2- Try Resuable Options. I don’t think I’ll ever really do any sort of reusable tp, and handkerchiefs kind of gross me out on the tissue side (but I promise to try!), BUT the easiest switch has been in napkins/paper towels. So far I’ve checked out People Towels as a reusable paper towel/napkin option for personal use. They are designed to bring with you to dry your hands after going to the bathroom (mainly in a public place/work), but I also use them after washing dishes. They are SUPER absorbent and soft (it’s a cross between a washcloth and a sports towel) and I stashed a few around the house/at work. They are also adorable so that’s a bonus. They are machine washable and because they’re made from organic cotton and soy-based ink they are biodegradable at the end of the lifecycle- yes!
I also tried UnPaper Towels which are billed more for use as a napkin or to replace pts in cleaning. I definitely use the most paper towels when cleaning. The good news- they are awesome as a napkin. They are strong but still soft (it feels different from almost every time of towel I can think of! Thin, cross stitched). They also get better as you wet them. In a water spill test they first moved the water around and picked up maybe 30% of it. Bummer. However, once it was wet it really kept sucking the water in. I used it to wipe up the rest of the water and some tea and it got it all! I then used it to wipe the counter with a cleaning spray and that also worked great. I rinsed it out and then tackled the bathroom and again it performed really well. The only thing I will say is that in our uberwhite bathroom, I need all of the hair/dust to vanish and it’s hard to make that happen with these. They clean and remove about 90% of grossness but I still had to use 1 paper towel to finish things off. This is definitely MUCH better than the entire garbage pail I am used to. When they are soiled just throw them in the laundry.

Medium results on the initial water test, definitely captures and holds A LOT of dirt, also surprisingly useful as bike grease cleaner, keep a stack in the place where your paper towel rack used to be!
Hopefully these two easy steps will help you reduce your impact and go green!

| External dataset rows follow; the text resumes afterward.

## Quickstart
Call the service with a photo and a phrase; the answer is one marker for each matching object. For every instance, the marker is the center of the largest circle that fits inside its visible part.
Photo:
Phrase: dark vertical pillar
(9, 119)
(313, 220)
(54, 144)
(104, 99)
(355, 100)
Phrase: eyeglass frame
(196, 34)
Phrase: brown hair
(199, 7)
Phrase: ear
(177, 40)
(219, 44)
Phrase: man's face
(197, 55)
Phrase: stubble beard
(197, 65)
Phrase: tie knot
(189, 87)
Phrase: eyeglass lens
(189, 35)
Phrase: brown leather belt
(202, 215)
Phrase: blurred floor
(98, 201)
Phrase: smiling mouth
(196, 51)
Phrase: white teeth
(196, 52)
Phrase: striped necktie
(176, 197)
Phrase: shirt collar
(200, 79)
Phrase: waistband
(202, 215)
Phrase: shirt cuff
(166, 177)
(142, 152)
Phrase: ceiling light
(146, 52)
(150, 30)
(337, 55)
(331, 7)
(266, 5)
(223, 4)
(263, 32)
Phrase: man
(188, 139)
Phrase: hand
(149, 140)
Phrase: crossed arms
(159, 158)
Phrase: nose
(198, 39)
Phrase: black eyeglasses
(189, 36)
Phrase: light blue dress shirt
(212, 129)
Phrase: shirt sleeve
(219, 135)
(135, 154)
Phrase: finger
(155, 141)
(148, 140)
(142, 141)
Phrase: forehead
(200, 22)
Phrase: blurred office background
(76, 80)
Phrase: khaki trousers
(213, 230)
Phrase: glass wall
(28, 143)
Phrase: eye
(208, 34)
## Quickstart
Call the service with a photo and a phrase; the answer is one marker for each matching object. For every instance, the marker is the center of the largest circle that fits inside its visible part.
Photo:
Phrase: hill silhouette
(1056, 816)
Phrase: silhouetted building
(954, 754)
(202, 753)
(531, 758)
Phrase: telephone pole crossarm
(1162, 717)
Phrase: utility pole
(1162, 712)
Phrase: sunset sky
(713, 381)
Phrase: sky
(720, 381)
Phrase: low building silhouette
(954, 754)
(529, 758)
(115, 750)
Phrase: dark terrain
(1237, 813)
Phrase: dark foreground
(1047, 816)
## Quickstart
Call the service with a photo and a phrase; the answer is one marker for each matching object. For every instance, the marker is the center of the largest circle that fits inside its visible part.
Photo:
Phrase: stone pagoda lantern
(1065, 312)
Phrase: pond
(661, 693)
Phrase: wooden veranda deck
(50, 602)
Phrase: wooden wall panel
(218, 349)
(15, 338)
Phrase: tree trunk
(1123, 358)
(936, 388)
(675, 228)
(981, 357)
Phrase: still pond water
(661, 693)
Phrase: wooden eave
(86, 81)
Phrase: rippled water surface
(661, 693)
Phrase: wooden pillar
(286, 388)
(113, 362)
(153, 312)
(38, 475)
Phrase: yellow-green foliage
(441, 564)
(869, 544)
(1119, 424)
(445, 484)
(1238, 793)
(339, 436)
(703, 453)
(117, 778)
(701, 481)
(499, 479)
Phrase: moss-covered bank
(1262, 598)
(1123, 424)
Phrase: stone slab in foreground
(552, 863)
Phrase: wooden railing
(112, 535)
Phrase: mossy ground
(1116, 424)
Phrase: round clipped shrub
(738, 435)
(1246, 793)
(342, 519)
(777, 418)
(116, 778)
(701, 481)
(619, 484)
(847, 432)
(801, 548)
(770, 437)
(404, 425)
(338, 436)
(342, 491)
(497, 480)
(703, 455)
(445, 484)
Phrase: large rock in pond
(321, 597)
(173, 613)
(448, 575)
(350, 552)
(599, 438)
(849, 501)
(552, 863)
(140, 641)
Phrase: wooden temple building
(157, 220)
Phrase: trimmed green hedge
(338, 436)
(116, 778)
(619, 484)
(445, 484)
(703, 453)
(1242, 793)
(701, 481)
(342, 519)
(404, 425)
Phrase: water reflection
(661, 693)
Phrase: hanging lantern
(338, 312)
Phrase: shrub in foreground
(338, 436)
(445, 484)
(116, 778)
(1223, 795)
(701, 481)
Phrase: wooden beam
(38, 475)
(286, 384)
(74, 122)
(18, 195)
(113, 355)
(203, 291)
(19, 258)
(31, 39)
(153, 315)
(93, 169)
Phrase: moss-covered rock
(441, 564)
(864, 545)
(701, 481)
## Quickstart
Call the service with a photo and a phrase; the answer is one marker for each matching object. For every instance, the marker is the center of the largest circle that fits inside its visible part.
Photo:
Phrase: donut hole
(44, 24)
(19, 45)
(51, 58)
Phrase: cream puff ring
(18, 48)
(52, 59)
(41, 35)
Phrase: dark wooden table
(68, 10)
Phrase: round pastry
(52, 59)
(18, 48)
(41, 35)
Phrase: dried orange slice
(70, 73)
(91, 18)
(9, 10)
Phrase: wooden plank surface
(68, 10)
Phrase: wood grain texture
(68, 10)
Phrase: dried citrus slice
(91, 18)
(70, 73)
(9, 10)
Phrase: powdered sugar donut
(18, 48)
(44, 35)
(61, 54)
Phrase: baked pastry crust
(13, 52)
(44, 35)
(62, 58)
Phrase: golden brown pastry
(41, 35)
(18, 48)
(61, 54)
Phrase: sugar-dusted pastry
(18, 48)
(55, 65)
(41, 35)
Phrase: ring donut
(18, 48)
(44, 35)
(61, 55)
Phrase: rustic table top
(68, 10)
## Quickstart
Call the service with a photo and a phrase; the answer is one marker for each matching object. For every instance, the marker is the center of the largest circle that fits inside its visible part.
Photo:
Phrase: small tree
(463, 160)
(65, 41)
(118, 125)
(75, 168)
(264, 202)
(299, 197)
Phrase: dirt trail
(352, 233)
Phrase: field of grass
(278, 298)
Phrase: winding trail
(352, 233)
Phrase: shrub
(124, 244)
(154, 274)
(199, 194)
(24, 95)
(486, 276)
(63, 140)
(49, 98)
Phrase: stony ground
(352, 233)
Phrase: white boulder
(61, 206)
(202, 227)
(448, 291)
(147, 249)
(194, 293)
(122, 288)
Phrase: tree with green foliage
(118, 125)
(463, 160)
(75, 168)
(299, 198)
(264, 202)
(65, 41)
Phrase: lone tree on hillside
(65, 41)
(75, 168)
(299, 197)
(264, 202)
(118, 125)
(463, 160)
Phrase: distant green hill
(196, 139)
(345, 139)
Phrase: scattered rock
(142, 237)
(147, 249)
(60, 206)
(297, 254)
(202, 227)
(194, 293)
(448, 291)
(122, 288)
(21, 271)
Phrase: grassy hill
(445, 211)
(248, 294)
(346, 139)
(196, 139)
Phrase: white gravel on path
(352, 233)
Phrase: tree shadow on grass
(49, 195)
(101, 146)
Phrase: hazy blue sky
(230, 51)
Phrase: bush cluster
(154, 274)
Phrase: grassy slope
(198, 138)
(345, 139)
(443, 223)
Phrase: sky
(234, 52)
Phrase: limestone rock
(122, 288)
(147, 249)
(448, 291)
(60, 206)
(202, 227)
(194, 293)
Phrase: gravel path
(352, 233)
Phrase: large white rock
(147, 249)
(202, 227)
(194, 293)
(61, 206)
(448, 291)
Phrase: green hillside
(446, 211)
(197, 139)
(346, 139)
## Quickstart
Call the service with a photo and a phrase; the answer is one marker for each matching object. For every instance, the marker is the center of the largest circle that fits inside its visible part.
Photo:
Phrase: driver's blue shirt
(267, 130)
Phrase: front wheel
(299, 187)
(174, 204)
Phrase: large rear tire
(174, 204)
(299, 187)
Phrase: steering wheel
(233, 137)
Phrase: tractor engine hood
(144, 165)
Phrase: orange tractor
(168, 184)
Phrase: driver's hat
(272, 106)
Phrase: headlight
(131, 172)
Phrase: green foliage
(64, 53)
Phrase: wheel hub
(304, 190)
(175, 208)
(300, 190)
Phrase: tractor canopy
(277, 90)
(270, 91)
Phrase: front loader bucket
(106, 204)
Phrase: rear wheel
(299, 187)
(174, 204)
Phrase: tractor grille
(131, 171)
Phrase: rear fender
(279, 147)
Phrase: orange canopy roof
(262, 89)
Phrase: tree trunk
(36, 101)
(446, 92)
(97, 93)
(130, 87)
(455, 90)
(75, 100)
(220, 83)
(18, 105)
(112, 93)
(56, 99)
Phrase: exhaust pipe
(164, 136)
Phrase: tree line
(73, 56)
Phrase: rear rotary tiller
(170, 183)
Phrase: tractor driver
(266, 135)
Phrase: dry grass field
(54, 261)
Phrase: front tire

Update- Thanks Em for the great text, here’s where to buy these if you don’t live near a Whole Foods, Trader Joes, or SF hippie store: Wal-Mart now sells Seventh Generation (my personal favorite re: comfort), CVS and Walgreens both sell one version of recycled paper towels and toilet paper (not tissues yet), and if you have a computer you can find them at Amazon 🙂
Side note, what haters will say about the need to switch to recycled or reusable PPPs: They’re compostable. Yep, if you’re lucky enough to live in San Francisco, you have municipal composting and paper towels/tissues/TP can be composted. While this helps reduce the impact, a biodegradable reusable option cuts down on deforestation, water use, packaging, transport, and the energy costs of municipal composting. And we discussed recycled benefits above. It’s renewable. Yep, wood is a renewable resource, however we are cutting down acres at alarming rates and new trees can’t grow back fast enough. If you look at the southern US, longleaf pine forest covered 60-90 million acres just 100 years ago and now only 5% of that remains (EPA). Canada is also suffering as 500,000 acres of boreal forest are lost each year!